Any international stores would not operate under the Men’s Wearhouse name, he said, and the company has no particular timetable for when it would enter another country.

“We can either build or buy; we’re exploring [our] options,” he said. “We’re opportunistic. We generate a lot of cash flow and we make our money work.”

The company had $136 million in cash and cash equivalents on hand at the end of fiscal 2010 and no long-term debt.

Since going public in 1992, Men’s Wearhouse has strategically purchased some competitors who fell upon hard times, including Today’s Man, Kuppenheimer, C&R Clothiers, Walter Pye and K&G. In 1996, the company also purchased several clothing brands from Hugo Boss, including Joseph & Feiss, Cricketeer and Country Britches.

Looking internally, Ewert said “online is another big opportunity for us.” Online media and marketing spending will be increased this year, the offerings on the Men’s Wearhouse site will be expanded and will include Web-only items, and a new site for K&G is launching this spring.

Ewert is also focused on improving the productivity of the existing stores.

During the recession, Men’s Wearhouse was impacted by the high unemployment rate — especially among men who cut back on their tailored clothing purchases. Although sales are beginning to recover, in the fourth quarter ended Jan. 29 the retailer experienced a net loss of $14.1 million, or 27 cents a diluted share, versus red ink totaling $18.8 million, or 36 cents, in the year-ago quarter. Quarterly revenue grew 18.6 percent to $542.1 million from $457.2 million with sales at Men’s Wearhouse up 5.7 percent to $311.1 million, K&G up 4 percent to $96.4 million and Moores rising 7.3 percent to $66.3 million. Comparable-store sales expanded 4.3 percent at Men’s Wearhouse, 4.5 percent at K&G and, based on the Canadian dollar, 2.3 percent at Moores.
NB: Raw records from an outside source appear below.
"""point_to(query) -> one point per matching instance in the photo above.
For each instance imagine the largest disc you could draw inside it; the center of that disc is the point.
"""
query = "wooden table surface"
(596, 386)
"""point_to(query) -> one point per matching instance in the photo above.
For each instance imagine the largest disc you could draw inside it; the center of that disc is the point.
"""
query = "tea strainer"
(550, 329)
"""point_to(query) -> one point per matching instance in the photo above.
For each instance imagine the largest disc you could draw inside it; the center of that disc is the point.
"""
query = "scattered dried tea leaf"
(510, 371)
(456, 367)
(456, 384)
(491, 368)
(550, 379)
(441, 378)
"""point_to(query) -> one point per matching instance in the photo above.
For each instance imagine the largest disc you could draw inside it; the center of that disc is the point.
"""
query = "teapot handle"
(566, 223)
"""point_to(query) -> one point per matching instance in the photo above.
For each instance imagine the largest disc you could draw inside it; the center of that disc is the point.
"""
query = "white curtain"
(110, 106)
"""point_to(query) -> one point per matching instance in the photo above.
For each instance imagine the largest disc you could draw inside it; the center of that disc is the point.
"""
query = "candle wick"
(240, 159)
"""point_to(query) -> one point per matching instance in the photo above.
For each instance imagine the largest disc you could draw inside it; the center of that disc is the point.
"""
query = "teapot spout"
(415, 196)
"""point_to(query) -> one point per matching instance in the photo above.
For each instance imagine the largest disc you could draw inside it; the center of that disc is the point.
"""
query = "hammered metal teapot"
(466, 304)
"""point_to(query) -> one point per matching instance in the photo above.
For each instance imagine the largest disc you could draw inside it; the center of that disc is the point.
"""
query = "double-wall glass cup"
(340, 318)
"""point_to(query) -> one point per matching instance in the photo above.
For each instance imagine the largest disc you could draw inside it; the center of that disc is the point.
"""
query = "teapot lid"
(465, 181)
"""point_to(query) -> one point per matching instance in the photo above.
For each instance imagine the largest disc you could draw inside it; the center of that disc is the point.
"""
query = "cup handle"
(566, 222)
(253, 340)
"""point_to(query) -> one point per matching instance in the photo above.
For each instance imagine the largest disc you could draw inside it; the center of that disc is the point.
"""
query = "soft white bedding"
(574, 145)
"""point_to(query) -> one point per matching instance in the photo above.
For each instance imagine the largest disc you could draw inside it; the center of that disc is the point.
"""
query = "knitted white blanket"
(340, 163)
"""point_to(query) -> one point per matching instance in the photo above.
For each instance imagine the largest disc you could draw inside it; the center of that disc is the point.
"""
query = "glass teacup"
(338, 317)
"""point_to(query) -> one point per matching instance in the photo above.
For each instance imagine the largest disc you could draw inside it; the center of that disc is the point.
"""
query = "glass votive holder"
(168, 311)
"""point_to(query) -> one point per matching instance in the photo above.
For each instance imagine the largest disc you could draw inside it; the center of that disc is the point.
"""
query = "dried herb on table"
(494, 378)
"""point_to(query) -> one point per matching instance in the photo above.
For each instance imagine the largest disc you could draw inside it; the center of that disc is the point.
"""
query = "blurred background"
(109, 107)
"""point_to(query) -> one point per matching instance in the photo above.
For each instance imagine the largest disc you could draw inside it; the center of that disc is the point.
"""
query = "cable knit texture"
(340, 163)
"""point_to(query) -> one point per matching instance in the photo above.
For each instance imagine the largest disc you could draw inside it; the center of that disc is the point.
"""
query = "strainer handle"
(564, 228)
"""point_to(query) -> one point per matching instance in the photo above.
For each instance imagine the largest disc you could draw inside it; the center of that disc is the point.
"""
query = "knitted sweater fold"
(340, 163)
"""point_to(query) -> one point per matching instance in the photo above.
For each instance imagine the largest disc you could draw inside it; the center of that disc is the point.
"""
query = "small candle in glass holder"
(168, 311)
K&G has been the most impacted by the recession. Its core customers are African-American men, who have been particularly hard hit, Ewert said, with an unemployment rate as high as 25 percent. “We’re not focusing on growth here but stabilizing the business until the economy improves. This is not the time for us to be aggressive.”

In addition, K&G’s experiment to sell high-end designer brands such as Dolce & Gabbana, Gucci and Prada to women at 50 to 70 percent off regular retail has been discontinued to allow the company to focus on its “core urban [male] customer.”

Although it dropped the high-end brands, K&G is still the only division to sell women’s wear, which accounts for around one-third of its sales. “But we’ll make money at K&G this year,” Ewert said.

Ewert, who is low-key with a dry sense of humor and a keen sense for merchandising, is viewed in the industry as the right man to lead the company forward.

According to Janet Kloppenburg of JJK Research, who has been following the company for more than 20 years, “Doug has had the passion for running the business for the past five years and George has the passion for the strategic design of the business and the company culture. Doug is younger and wanted to manage and lead a company. George did that. Doug has the desire to help the brand evolve and change. International and e-commerce are the arms of the business that will have his stamp on them.” Kloppenburg said she “wouldn’t be surprised” to see the company expand internationally. “They understand the way to tap the tailored clothing market overseas as well,” she said.

Ewert stressed that although the titles may be different, there will not be any major changes under the new structure. “We have an extremely strong senior executive team and the two former presidents are still intact, so there’s complete continuity. We will continue to leverage George in our marketing and culture, so it’s the best of both worlds.”

He said he’s not concerned that the new executive chairman will second-guess his decisions. “Not any more than he ever has,” he said with a smile. “The way this company operates, every decision gets heard. George has a very strong personality, but his management style is deferential.

“This is a continuity story, not a change story.”

And down the line, Ewert said he will judge how well he does as ceo by how well the company performs.

“Our business is good. It doesn’t need a radical left-hand turn. What keeps me awake at night is that I’m responsible for 17,000 people, not how I will look in the long shadow of George Zimmer,” he said.